[PATCH] D63459: Loop Cache Analysis

Mon Jul 8 17:08:14 PDT 2019

Meinersbur added a comment.

@fhahn Do you still want to look over this patch?

================
Comment at: llvm/include/llvm/Analysis/LoopCacheAnalysis.h:54
+  const SCEV *getBasePointer() const { return BasePointer; }
+  unsigned getNumSubscripts() const { return Subscripts.size(); }
+  const SCEV *getSubscript(unsigned SubNum) const {
----------------
Should return `size_t`

================
Comment at: llvm/include/llvm/Analysis/LoopCacheAnalysis.h:158
+using ReferenceGroupTy = SmallVector<std::unique_ptr<IndexedReference>, 8>;
+using ReferenceGroupsTy = SmallVector<std::unique_ptr<ReferenceGroupTy>, 8>;
+
----------------
It does not make sense to have owning pointers to SmallVector's.
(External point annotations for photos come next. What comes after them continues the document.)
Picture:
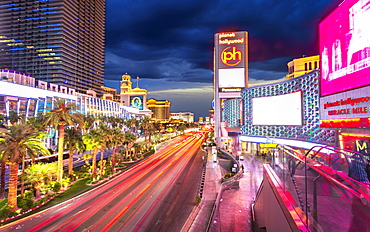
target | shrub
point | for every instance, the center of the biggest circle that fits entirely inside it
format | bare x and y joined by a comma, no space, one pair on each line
55,186
6,212
24,203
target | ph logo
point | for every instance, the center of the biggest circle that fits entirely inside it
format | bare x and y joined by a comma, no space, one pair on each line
230,56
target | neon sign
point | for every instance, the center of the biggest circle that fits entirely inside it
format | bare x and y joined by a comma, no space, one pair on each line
230,56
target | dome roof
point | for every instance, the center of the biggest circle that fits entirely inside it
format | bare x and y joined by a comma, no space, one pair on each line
126,77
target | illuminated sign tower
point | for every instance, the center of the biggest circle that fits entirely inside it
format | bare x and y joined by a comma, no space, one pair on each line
60,41
230,70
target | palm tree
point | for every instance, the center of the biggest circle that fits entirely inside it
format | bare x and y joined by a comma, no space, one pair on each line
105,141
88,124
74,143
130,139
131,124
39,175
59,117
148,128
93,144
117,138
15,143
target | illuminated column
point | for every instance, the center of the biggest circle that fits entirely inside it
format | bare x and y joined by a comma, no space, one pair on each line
230,71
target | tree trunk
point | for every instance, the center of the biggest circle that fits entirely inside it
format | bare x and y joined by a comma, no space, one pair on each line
70,162
94,165
60,153
113,159
13,184
2,182
101,161
22,180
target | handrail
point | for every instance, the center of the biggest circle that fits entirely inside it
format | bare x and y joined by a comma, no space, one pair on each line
354,186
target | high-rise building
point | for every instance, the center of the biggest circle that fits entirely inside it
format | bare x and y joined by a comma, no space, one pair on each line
300,66
160,109
58,41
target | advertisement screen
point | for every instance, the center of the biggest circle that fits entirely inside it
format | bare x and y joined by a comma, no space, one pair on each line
345,47
278,110
231,59
136,102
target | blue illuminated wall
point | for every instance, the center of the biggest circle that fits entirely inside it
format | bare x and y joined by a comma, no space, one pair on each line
231,113
310,130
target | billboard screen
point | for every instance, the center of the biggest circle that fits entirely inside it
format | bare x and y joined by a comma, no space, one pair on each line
278,110
136,102
346,109
345,47
231,59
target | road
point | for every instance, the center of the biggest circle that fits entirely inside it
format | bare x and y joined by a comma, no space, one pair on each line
127,202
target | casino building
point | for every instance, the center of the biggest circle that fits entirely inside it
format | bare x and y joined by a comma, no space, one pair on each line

This just adds another level of indirection compared to containing `std::vector` (or `SmallVector` to have a single allocation for all elements if none exceeds the small size) directly.

================
Comment at: llvm/lib/Analysis/LoopCacheAnalysis.cpp:590-591
+  if (getInnerMostLoop(Loops) == nullptr) {
+    LLVM_DEBUG(dbgs() << "Cannot compute cache cost of loop nest with more "
+                         "than one innermost loop\n");
+    return nullptr;
----------------
etiotto wrote:
> fhahn wrote:
> > etiotto wrote:
> > > Meinersbur wrote:
> > > > If the intention is to provide analysis for innermost loops only, why this limitation? Could it just return an analysis result for each innermost loop?
> > > > 
> > > > If the analysis requires a global view to determine the cost for each loop, wouldn't a FunctionPass be more appropriate? Currently, it seems users first need get the LoopCacheAnalysis for a topmost loops, the ask it for one of its nested loops.
> > > > 
> > > > Are such loop nests not analyzable at all?
> > > > ```
> > > >   while (repeat) {
> > > >     for (int i = ...)
> > > >       for (int j = ...)
> > > >         B[i][j] = ... A[i+1][j+1] ... // stencil
> > > >     for (int i = ...)
> > > >       for (int j = ...)
> > > >         A[i][j] = ... B[i+1][j+1] ... // stencil
> > > >   }
> > > > ```
> > > > 
> > > > 
> > > > 
> > > The current scope of this PR is to analyze loop nests that have a single innermost loop.  The analysis returns a vector of loop costs for each loop in a loop nest. This is not a hard requirement, however I would like to extend the scope of the transformation in a future PR. One of the scenario I had in mind, at least initially, as a consumer of this analysis is loop interchange which operates on perfect nests and therefore the current implementation of the analysis is sufficient for that use.
> > > 
> > > If we were to make the analysis a function pass that would force consumers to become function passes (or use the cached version of this analysis). That seems overly restrictive especially considering that loop interchange is currently a loop pass.
> > > 
> > I'll try to have a closer look in a few days, but I think for the use in LoopInterchange, it would not need to be an analysis pass (I suppose there won't be a big benefit to preserve this as an analysis?). 
> > 
> > I think a lightweight interface to query the cost for certain valid permutations would be sufficient. I think it would be great if we only compute the information when directly required (i.e. we only need to compute the costs for loops we can interchange, for the permutations valid to interchange)
> Looking forward to you comments. You are correct, we could teach loop interchange about the locality of accesses in a loop nest. There are several other loop transformations that can benefit from it. The paper that introduces the analysis (Compiler Optimizations for Improving Data Locality - http://www.cs.utexas.edu/users/mckinley/papers/asplos-1994.pdf) illustrates how the analysis was used to guide several other loop transformation, namely loop reversal, loop fusion, and loop distribution. Given the applicability of the analysis to several transformation I think it would make sense to centralize the code as an analysis pass.  
> 
> 
> If we were to make the analysis a function pass that would force consumers to become function passes (or use the cached version of this analysis). That seems overly restrictive especially considering that loop interchange is currently a loop pass.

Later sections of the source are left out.